最後の方は、支援を飛ばしまくっていたしね。確かに、支援魔法を飛ばすなんで魔法師団にもいないはずだ。アーサーは生まれつきに魔法系のスキルが高いし、何より本人が努力を惜しまないからできることだ。シンバはそれがわかっているはずだ。
「よさんかっ」
ヴェルサスさんが言うが、止まらない。
「隊長、この子すごいですって」
「絶対に隊に一人は欲しい人員ですよ」
「少年、君はいくらで買われたんだい? ライナスに言って交渉してもうぞ。もちろん悪いようにはしない」
ひー、みたいなアーサー。
「やめてもらおうか? うちの大事なホープだ」
割って入ったアルフさんの後ろに、アーサーは隠れる。
「お主の奴隷か?」
騎士隊はあきらめたようだが、シンバは血走った目で迫ってくる。
「違うが、こいつはやれん」
「よせ、シンバ。すまない」
ライナスさんまでやってきた。
「くっ」
悔しそうなシンバ。
「しかし、本当に君たちはすごいパーティーだな。とても補助パーティーとは思えない」
「儂らはまだ冒険者として日が浅いからな」
アルフさんは肩をすくめる。
「ヴェルサス殿、奥の巣はどうする? オークは残っていないようだが」
「ああ、潰したいが、頼めないだろうか? 君は確かかなり土魔法レベルが高かったな。入口付近だけでも構わないのだが」
「承知した」
アルフさんは奥の巣の前に移動。私も続く。
「さて」
巣の前でポーションを飲んだアルフさんは魔鉄の槍と十文字槍を持つ。
「我は力を示す。大地よ砕けよ、すべてを飲み込め」
二つの穂先を巣の入口に向けると、地面が揺れる。
「アースディスラクトランクション」
ゴウンッ
破壊音と共に、地面が陥没する。かなりの規模で。地面に亀裂が入り沈んでいく。
「すご…」
サーシャの思わずといった声が漏れる。
入口がふさがり、土煙を上げて地面が陥没、隆起する。
アルフさんのスキルレベルの高さと、槍の付与による補助のなせる技だ。
「ふう」
アルフさんは息を吐き出し、膝をつく。
「大丈夫ですかアルフさん」
私は慌てて駆け寄る。サーシャも心配そうに覗き込んでいる。
「ああ、少し休めばいい」
額の汗を脱ぐっているアルフさん。胡座をかき、大きく息をすっている。
しばらくして治療を終えたリツさんがオークの回収を始める。
何が何体か不明だが、とにかくすべて回収する。
後で確認だ。
「全員いるな。負傷者を真ん中に帰るぞ。日が落ちる前に」
ヴェルサスさんの号令で移動開始。
回復したアルフさんの横を歩く。マルコフさんも自身が足で歩いている。元来た道を戻る。
重症者もいたが、死傷者はいない。支えられながらも、全員自身の足で歩いている。リツさんとマリ先輩が魔力回復ポーションを惜しまず治療したからだ。
光魔法を使い続けたリツさんにはアーサー、マリ先輩にはローズさんが付き添いながら歩く。

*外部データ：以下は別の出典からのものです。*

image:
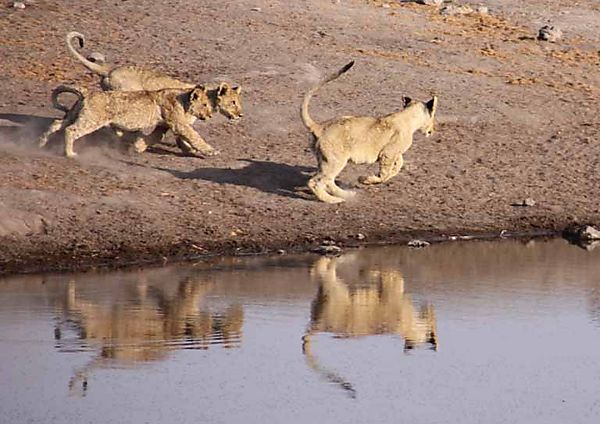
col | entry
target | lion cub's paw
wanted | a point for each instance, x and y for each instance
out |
(209, 153)
(370, 179)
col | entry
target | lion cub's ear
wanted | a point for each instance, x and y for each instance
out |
(432, 105)
(223, 88)
(197, 92)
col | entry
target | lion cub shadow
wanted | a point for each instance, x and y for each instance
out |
(270, 177)
(25, 130)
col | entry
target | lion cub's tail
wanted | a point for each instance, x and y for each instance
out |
(65, 89)
(96, 68)
(313, 126)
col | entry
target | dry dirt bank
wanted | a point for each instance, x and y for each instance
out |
(518, 119)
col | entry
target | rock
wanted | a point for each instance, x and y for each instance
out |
(418, 244)
(429, 2)
(582, 235)
(525, 202)
(589, 233)
(452, 10)
(14, 222)
(96, 57)
(549, 33)
(326, 249)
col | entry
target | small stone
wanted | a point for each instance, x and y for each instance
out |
(429, 2)
(328, 250)
(590, 245)
(589, 233)
(418, 244)
(96, 57)
(525, 202)
(549, 33)
(452, 10)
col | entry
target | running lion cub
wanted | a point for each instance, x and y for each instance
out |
(363, 139)
(224, 98)
(134, 112)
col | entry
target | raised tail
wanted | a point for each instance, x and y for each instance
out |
(65, 89)
(96, 68)
(313, 126)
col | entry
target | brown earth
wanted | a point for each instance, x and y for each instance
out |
(518, 118)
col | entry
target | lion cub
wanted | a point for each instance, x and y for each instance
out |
(224, 98)
(363, 139)
(136, 111)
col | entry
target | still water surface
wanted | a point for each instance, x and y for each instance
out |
(457, 333)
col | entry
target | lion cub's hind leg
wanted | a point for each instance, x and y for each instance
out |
(81, 127)
(389, 166)
(323, 185)
(54, 127)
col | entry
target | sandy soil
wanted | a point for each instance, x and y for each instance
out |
(518, 119)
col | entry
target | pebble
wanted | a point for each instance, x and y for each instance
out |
(325, 249)
(429, 2)
(452, 10)
(525, 202)
(418, 244)
(549, 33)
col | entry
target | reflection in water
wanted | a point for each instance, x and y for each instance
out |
(377, 305)
(141, 326)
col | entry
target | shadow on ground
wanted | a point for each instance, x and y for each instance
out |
(270, 177)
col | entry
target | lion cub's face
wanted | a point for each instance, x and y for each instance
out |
(200, 104)
(229, 101)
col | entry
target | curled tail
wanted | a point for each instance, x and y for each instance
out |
(65, 89)
(96, 68)
(313, 126)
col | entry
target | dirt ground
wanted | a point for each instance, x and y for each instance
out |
(518, 118)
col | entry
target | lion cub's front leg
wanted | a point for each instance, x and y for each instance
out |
(192, 139)
(389, 166)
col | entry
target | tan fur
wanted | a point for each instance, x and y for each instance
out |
(224, 98)
(160, 320)
(162, 110)
(378, 305)
(363, 139)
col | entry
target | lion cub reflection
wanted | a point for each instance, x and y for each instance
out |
(378, 307)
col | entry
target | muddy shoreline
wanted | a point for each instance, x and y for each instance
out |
(518, 119)
(42, 262)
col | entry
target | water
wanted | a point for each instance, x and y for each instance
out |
(457, 333)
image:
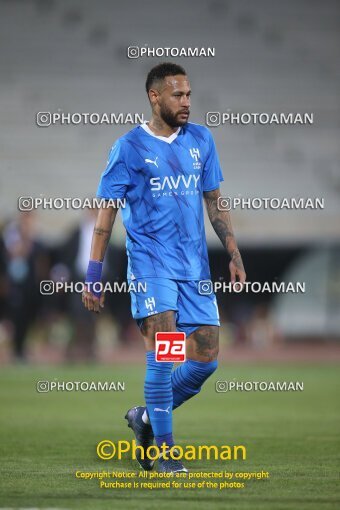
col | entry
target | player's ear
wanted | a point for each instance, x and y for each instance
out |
(153, 96)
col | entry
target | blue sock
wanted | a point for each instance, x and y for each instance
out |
(188, 378)
(158, 398)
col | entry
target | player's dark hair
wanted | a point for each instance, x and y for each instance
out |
(161, 71)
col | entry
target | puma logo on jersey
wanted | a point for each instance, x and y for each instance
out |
(152, 161)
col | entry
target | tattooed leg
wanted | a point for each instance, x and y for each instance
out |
(202, 345)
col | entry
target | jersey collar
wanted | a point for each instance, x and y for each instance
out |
(168, 139)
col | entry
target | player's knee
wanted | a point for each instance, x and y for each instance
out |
(201, 370)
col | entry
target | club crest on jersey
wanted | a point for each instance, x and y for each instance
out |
(195, 154)
(170, 185)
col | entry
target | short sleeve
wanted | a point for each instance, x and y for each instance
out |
(212, 173)
(115, 179)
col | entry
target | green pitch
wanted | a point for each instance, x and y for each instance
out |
(47, 437)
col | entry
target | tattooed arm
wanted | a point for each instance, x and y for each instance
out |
(100, 239)
(102, 232)
(221, 223)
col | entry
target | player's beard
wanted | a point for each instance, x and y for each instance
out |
(172, 119)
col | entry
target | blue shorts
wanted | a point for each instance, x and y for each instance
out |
(155, 295)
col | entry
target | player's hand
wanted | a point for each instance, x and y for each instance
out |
(237, 272)
(91, 302)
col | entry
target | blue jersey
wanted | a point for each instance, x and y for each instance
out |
(162, 181)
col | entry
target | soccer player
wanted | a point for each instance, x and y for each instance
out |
(164, 169)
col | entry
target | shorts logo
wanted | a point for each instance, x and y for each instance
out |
(170, 346)
(195, 154)
(150, 303)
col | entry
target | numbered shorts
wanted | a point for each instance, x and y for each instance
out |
(151, 296)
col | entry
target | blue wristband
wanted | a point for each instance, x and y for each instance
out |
(94, 276)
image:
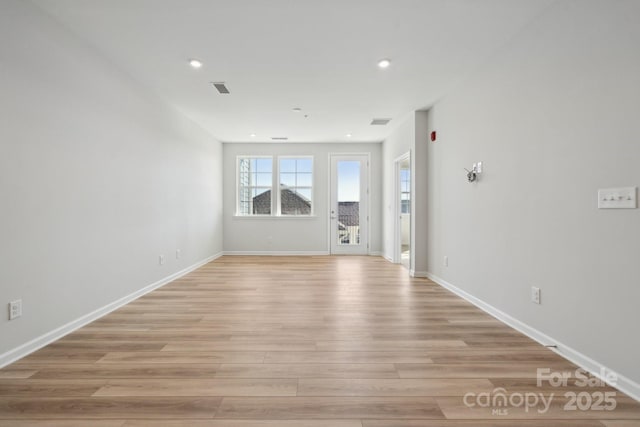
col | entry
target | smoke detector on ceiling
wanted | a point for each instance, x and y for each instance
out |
(221, 87)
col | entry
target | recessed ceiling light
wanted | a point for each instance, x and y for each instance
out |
(384, 63)
(195, 63)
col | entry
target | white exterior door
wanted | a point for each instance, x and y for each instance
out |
(349, 204)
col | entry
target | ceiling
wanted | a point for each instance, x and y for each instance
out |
(276, 55)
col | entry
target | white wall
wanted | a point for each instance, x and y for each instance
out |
(295, 235)
(97, 178)
(554, 117)
(409, 136)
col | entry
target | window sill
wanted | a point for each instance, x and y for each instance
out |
(275, 216)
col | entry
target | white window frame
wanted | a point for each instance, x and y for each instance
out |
(273, 180)
(312, 188)
(275, 184)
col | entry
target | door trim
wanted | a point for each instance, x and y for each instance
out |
(329, 182)
(397, 210)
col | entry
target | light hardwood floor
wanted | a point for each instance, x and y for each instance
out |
(293, 341)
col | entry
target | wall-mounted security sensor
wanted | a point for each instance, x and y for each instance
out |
(476, 169)
(471, 175)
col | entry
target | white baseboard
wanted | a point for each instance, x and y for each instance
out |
(277, 253)
(624, 384)
(51, 336)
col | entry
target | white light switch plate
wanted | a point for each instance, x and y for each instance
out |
(617, 198)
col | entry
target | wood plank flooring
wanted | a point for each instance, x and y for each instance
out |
(294, 342)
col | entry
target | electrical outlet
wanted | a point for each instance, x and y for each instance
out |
(535, 295)
(15, 309)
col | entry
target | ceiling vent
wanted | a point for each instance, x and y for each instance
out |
(221, 87)
(380, 122)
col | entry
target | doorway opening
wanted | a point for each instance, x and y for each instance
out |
(403, 211)
(349, 204)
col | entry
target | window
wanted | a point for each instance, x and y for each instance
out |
(294, 181)
(405, 190)
(255, 182)
(296, 185)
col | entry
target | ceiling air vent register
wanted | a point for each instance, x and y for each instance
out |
(221, 87)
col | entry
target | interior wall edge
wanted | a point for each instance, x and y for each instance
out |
(43, 340)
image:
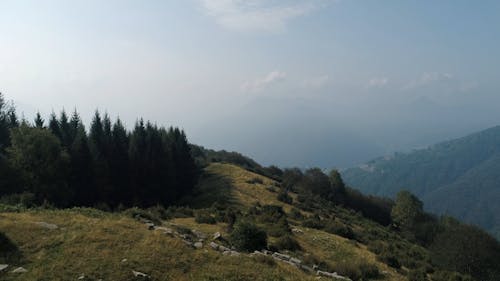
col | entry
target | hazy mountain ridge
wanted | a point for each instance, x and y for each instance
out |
(457, 177)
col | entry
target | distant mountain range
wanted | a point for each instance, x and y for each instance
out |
(460, 177)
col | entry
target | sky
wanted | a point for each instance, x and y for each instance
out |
(329, 83)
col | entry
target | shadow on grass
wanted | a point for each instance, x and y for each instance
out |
(212, 188)
(9, 252)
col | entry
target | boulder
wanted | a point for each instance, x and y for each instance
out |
(139, 274)
(214, 246)
(281, 256)
(217, 236)
(199, 234)
(47, 225)
(20, 270)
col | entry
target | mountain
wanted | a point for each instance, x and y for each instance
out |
(460, 177)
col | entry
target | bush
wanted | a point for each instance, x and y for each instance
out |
(389, 259)
(8, 250)
(279, 229)
(286, 242)
(284, 197)
(339, 229)
(450, 276)
(180, 212)
(417, 275)
(267, 260)
(25, 199)
(139, 214)
(313, 222)
(203, 217)
(255, 181)
(358, 270)
(248, 237)
(296, 214)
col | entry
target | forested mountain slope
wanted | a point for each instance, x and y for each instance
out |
(459, 177)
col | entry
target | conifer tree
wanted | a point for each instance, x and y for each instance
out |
(39, 120)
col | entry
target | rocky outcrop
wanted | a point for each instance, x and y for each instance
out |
(47, 225)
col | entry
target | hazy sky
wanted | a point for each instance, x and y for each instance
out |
(328, 83)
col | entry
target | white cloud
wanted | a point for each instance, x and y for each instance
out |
(317, 82)
(429, 78)
(258, 15)
(261, 83)
(378, 82)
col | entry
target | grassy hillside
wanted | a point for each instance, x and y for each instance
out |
(458, 177)
(93, 245)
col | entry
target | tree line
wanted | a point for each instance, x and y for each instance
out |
(61, 163)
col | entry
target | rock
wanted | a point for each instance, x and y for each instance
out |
(266, 252)
(199, 234)
(217, 236)
(214, 246)
(47, 225)
(332, 275)
(20, 270)
(164, 229)
(306, 268)
(281, 256)
(140, 274)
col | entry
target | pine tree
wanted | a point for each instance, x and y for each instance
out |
(39, 120)
(81, 168)
(54, 125)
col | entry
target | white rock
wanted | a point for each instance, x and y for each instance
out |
(217, 235)
(214, 246)
(139, 274)
(20, 270)
(46, 225)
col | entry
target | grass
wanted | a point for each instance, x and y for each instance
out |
(94, 243)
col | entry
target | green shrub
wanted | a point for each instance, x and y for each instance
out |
(389, 259)
(25, 199)
(284, 197)
(450, 276)
(339, 229)
(267, 260)
(255, 181)
(358, 270)
(286, 242)
(313, 222)
(296, 214)
(417, 275)
(8, 250)
(279, 229)
(141, 214)
(248, 237)
(180, 212)
(204, 217)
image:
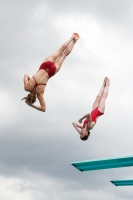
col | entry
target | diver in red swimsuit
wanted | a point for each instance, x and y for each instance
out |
(51, 65)
(97, 110)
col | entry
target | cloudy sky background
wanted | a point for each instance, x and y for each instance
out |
(36, 148)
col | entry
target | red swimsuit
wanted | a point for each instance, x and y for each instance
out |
(49, 67)
(94, 114)
(36, 84)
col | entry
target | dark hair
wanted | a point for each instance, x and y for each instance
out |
(30, 98)
(86, 136)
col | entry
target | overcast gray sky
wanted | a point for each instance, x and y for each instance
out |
(36, 148)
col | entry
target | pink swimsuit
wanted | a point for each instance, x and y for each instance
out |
(94, 114)
(49, 67)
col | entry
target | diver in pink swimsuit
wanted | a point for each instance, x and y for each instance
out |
(97, 110)
(51, 65)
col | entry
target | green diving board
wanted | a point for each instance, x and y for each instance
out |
(107, 163)
(122, 182)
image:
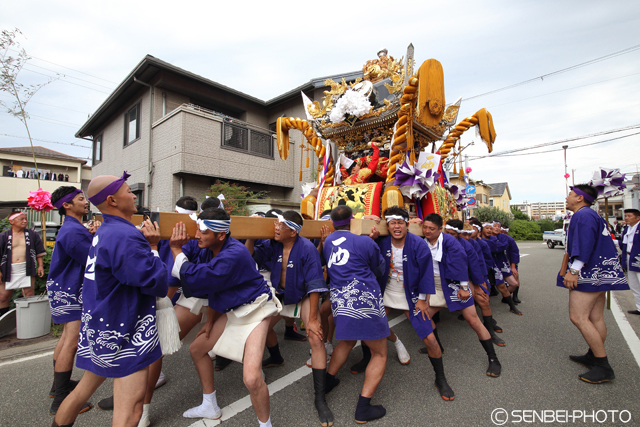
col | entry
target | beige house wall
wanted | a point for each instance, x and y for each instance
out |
(133, 158)
(502, 202)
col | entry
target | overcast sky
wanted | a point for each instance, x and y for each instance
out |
(267, 48)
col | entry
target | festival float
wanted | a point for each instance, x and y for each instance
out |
(382, 141)
(385, 139)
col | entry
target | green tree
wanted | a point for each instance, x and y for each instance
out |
(10, 67)
(487, 214)
(518, 214)
(235, 196)
(525, 230)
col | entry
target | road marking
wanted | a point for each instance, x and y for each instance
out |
(627, 330)
(24, 359)
(244, 403)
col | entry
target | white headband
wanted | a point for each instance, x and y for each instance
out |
(390, 217)
(292, 225)
(183, 210)
(215, 225)
(220, 199)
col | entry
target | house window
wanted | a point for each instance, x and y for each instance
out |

休み休み歩いてもう少しで野営地というところで、マリ先輩に寄り添っていたショウが突然羽ばたき空に駆け上がる。真っ直ぐ野営地の方に。
「野営地が…」
マリ先輩の呟く前にサーシャが反応。駆け出したので私も追いかける。サーシャの足には素では誰もついてこれない。風魔法で身体強化した私くらいしか着いてこれない。
数人が追いかけてくる。
野営地には数人の騎士達がいるし、副ギルドマスターのオルファスさんもいる。大丈夫だと思うが。まだアーシャは戦闘はまずまずできるが、ミーシャは保護対象だ。
私は腰に下げた二代目を確認。いつでも抜刀できる。
野営地にたどり着くと、私は柄に手をかけたまま、どうしようか戸惑ってしまった。